Related Work & Insights¶
- Compared to general benchmarks such as MathVista and MMMU, FinMMR offers significant advantages in domain depth and reasoning complexity.
- The visual filtering–reasoning pipeline (decoupling perception from reasoning) is transferable to other domains.
- The model collaboration framework (visual parser + text reasoner) offers new directions for multimodal system design.
Rating¶
- Novelty: ⭐⭐⭐⭐ First large-scale multimodal financial numerical reasoning benchmark; the distractor image design and three-dimensional error analysis are novel.
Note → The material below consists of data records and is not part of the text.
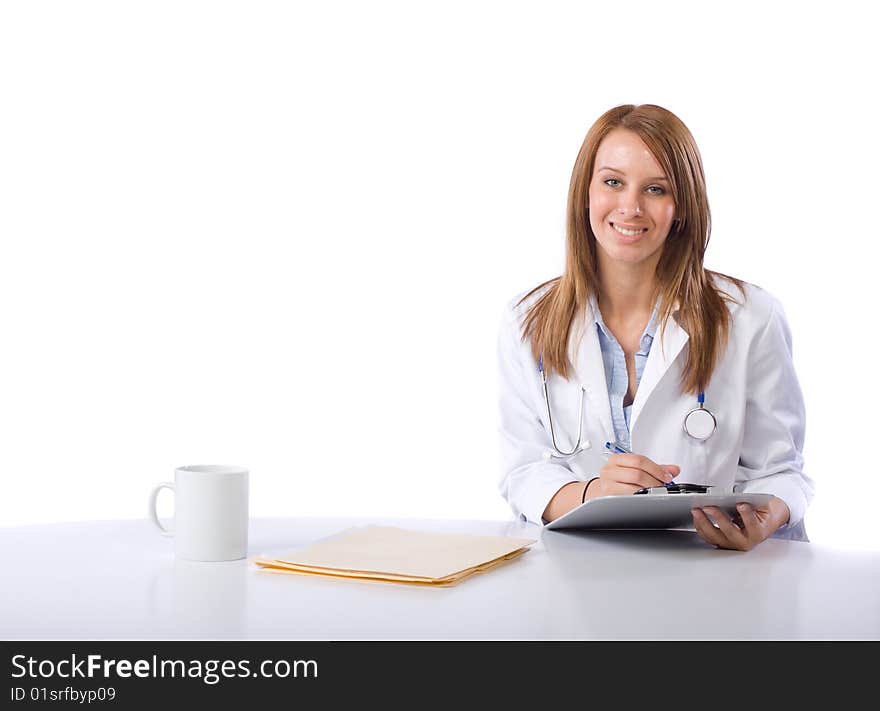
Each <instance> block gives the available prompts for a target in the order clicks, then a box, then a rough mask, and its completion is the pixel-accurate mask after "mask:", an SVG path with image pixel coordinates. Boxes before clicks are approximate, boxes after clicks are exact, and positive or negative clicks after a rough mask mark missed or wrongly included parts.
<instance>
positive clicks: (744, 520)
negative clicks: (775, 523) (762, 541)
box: [736, 504, 765, 542]
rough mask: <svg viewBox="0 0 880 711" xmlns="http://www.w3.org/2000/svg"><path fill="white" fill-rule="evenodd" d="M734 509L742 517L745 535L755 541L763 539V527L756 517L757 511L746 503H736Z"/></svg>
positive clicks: (758, 519)
mask: <svg viewBox="0 0 880 711" xmlns="http://www.w3.org/2000/svg"><path fill="white" fill-rule="evenodd" d="M736 510H737V511H738V512H739V517H740V518H741V519H742V522H743V528H744V529H745V532H746V535H747V536H748V537H749V538H750V539H751V540H753V541H755V542H760V541H763V540H764V538H765V536H764V527H763V526H762V525H761V521H760V520H759V519H758V512H757V511H755V509H754V508H753V507H751V506H749V505H748V504H737V505H736Z"/></svg>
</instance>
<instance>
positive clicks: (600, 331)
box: [593, 300, 660, 449]
mask: <svg viewBox="0 0 880 711" xmlns="http://www.w3.org/2000/svg"><path fill="white" fill-rule="evenodd" d="M659 307H660V303H659V301H658V302H657V304H656V305H655V306H654V311H653V312H652V313H651V318H649V319H648V325H647V326H645V330H644V331H643V332H642V337H641V339H639V350H638V352H637V353H636V388H637V389H638V384H639V383H640V382H641V380H642V373H643V372H644V370H645V363H647V362H648V354H649V353H650V352H651V344H652V343H653V342H654V333H655V331H656V330H657V310H658V309H659ZM593 314H594V315H595V319H596V328H597V330H598V333H599V345H600V346H601V348H602V361H603V363H604V365H605V382H606V383H607V385H608V400H609V403H610V405H611V422H612V423H613V425H614V437H615V439H616V440H617V441H618V442H620V443H621V444H623V445H624V446H625V447H626V448H627V449H630V448H631V446H630V436H629V418H630V412H632V405H627V406H626V407H624V406H623V400H624V398H625V397H626V391H627V390H628V389H629V375H628V374H627V372H626V356H625V355H624V353H623V348H621V346H620V344H619V343H618V342H617V339H616V338H615V337H614V334H613V333H611V330H610V329H609V328H608V327H607V326H606V325H605V322H604V321H603V320H602V314H601V313H600V312H599V306H598V304H597V303H596V301H595V300H593Z"/></svg>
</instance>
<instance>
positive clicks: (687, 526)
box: [544, 494, 773, 530]
mask: <svg viewBox="0 0 880 711" xmlns="http://www.w3.org/2000/svg"><path fill="white" fill-rule="evenodd" d="M771 498H773V496H772V494H669V495H665V496H644V495H642V496H635V495H632V494H629V495H623V496H601V497H599V498H597V499H589V500H588V501H586V502H585V503H583V504H581V505H580V506H578V507H577V508H575V509H572V510H571V511H569V512H568V513H567V514H565V515H563V516H560V517H559V518H557V519H554V520H553V521H551V522H550V523H548V524H547V525H546V526H544V528H547V529H551V530H561V529H566V528H579V529H594V530H596V529H603V530H607V529H629V528H693V523H694V519H693V516H692V515H691V509H692V508H695V507H700V508H701V507H703V506H717V507H718V508H720V509H721V510H722V511H724V512H725V513H727V514H728V515H730V516H733V515H734V514H735V513H736V505H737V504H738V503H740V502H745V503H747V504H751V505H752V506H764V505H766V504H767V503H768V502H769V501H770V499H771Z"/></svg>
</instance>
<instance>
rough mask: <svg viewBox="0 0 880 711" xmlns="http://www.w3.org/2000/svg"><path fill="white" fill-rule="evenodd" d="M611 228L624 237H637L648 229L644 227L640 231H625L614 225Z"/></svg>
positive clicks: (621, 228) (619, 227)
mask: <svg viewBox="0 0 880 711" xmlns="http://www.w3.org/2000/svg"><path fill="white" fill-rule="evenodd" d="M611 226H612V227H613V228H614V229H615V230H617V231H618V232H620V234H622V235H626V236H627V237H634V236H635V235H639V234H641V233H642V232H644V231H645V230H646V229H647V228H645V227H643V228H642V229H640V230H625V229H623V228H622V227H618V226H617V225H615V224H614V223H612V224H611Z"/></svg>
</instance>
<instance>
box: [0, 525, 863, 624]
mask: <svg viewBox="0 0 880 711" xmlns="http://www.w3.org/2000/svg"><path fill="white" fill-rule="evenodd" d="M370 523H381V524H385V525H399V526H402V527H408V528H417V529H421V530H429V531H450V532H462V533H475V534H494V535H506V536H526V537H532V538H538V539H539V541H538V543H536V544H535V545H533V546H532V548H531V549H530V550H529V551H528V552H527V553H526V554H525V555H524V556H522V557H521V558H519V559H517V560H514V561H511V562H510V563H508V564H505V565H504V566H501V567H499V568H496V569H495V570H492V571H490V572H488V573H485V574H482V575H477V576H474V577H472V578H468V579H466V580H464V581H463V582H461V583H460V584H459V585H457V586H454V587H449V588H437V589H434V588H425V587H415V586H403V585H393V584H387V583H371V582H360V581H346V580H332V579H323V578H311V577H305V576H297V575H289V576H288V575H272V574H268V573H264V572H260V571H259V570H258V569H257V568H256V566H255V565H254V564H253V563H252V562H250V561H238V562H231V563H188V562H184V561H176V560H175V559H174V554H173V542H172V540H171V539H167V538H163V537H162V536H160V535H159V534H158V532H157V531H155V530H154V529H153V527H152V525H151V524H150V523H149V522H148V521H146V520H142V521H108V522H90V523H68V524H56V525H45V526H19V527H11V528H0V554H2V561H3V580H2V584H0V638H2V639H6V640H24V639H34V640H46V639H59V640H71V639H88V640H112V639H133V640H137V639H204V640H208V639H256V640H271V639H288V640H395V639H415V640H440V639H459V640H469V639H484V640H505V639H514V640H526V639H537V640H562V639H578V640H588V639H600V640H601V639H624V640H625V639H647V640H666V639H669V640H672V639H710V640H712V639H778V640H789V639H795V640H796V639H819V640H821V639H875V640H876V639H880V552H869V551H858V550H845V549H833V548H828V547H823V546H818V545H815V544H811V543H794V542H789V541H777V540H769V541H765V542H764V543H763V544H761V545H760V546H759V547H758V548H756V549H755V550H753V551H751V552H749V553H738V552H732V551H720V550H716V549H714V548H711V547H709V546H707V545H706V544H704V543H703V542H702V541H700V540H699V539H698V538H697V536H696V534H694V533H688V532H684V531H651V532H639V531H628V532H604V533H592V534H584V533H566V532H555V531H544V532H542V531H540V530H539V529H538V528H536V527H534V526H530V525H524V524H520V523H518V522H503V521H432V520H416V519H412V520H406V519H404V520H377V519H369V520H368V519H253V520H251V523H250V546H249V548H250V554H252V555H253V554H257V553H262V552H279V551H283V550H291V549H293V548H297V547H300V546H303V545H306V544H308V543H310V542H312V541H314V540H316V539H318V538H321V537H324V536H328V535H330V534H333V533H336V532H337V531H341V530H343V529H345V528H348V527H350V526H354V525H365V524H370Z"/></svg>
- Experimental Thoroughness: ⭐⭐⭐⭐⭐ Comprehensive evaluation across 15 models, 3 prompting methods, error analysis, visual filtering, knowledge augmentation, and model collaboration.
- Writing Quality: ⭐⭐⭐⭐ Well-structured; the research-question-driven experimental organization facilitates comprehension.
- Value: ⭐⭐⭐⭐⭐ Fills the gap in multimodal reasoning evaluation for the financial domain and provides clear guidance for MLLM improvement.